If you think crimson red retards will change their voting to democraps over replacing obamneycare with drumpfdeath, you wildly misunderestimate their religious devotion to the color red as well as their intellect.

Among the crimson red retards, about half vote red out of primordial hatred of democrats. About 40% vote crimson because they hate democrats plus that's what their parents taught them to do... and they do so reflexively without thought. The remaining 10% actually think about issues. And these retards LOVE the idea of giving billionaires and multi-billion dollar corporations huge tax cuts and killing a lot of poor people. Their religion teaches them to hate first and survive last. So depriving themselves of health insurance is just dandy as long as a lot of poor, brown people lose theirs.
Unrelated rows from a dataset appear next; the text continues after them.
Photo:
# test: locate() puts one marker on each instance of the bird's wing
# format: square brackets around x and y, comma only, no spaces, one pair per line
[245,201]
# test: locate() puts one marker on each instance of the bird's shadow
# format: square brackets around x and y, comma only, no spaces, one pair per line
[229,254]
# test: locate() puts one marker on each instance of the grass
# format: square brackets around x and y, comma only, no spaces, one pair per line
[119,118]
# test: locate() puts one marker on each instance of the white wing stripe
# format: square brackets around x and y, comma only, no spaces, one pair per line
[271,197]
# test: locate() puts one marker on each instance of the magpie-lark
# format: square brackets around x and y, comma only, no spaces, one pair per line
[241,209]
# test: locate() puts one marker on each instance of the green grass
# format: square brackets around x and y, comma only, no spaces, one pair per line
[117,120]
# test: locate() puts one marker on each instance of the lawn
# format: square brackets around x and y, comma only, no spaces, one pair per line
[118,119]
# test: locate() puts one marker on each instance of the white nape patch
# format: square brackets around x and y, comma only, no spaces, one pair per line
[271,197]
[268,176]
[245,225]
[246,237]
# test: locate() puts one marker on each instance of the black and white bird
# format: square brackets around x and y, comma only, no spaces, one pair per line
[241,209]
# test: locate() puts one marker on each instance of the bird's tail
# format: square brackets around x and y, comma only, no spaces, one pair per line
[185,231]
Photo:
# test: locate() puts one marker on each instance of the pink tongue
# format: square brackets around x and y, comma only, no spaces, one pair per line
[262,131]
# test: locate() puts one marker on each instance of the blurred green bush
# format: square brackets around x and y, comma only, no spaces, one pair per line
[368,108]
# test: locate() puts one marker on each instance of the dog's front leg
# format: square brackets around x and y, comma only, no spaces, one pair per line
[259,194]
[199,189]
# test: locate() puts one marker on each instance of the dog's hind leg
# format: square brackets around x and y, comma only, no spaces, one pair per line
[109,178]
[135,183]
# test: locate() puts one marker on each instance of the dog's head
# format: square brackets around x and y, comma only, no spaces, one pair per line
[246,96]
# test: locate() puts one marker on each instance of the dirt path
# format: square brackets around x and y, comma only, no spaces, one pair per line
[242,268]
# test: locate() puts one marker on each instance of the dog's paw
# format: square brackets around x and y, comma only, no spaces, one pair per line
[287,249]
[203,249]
You only have to look at the state of AZ (or OK, TX, WI or, the ultimate example, KS) to see that these dumbest of dumbfucktards have been voting to repeatedly assrape themselves for generations now.

The presumption that if their team now lights themselves on fire via drumpfdeath, they will magically wake the fuck up and start voting democrap is delusional in the extreme, and history proves this.

At 6:26 PM, Anonymous Anonymous said...

Talia Fuentes has filed to run against Kyrsten in District 9 this time, even though her website has not been updated yet to reflect this.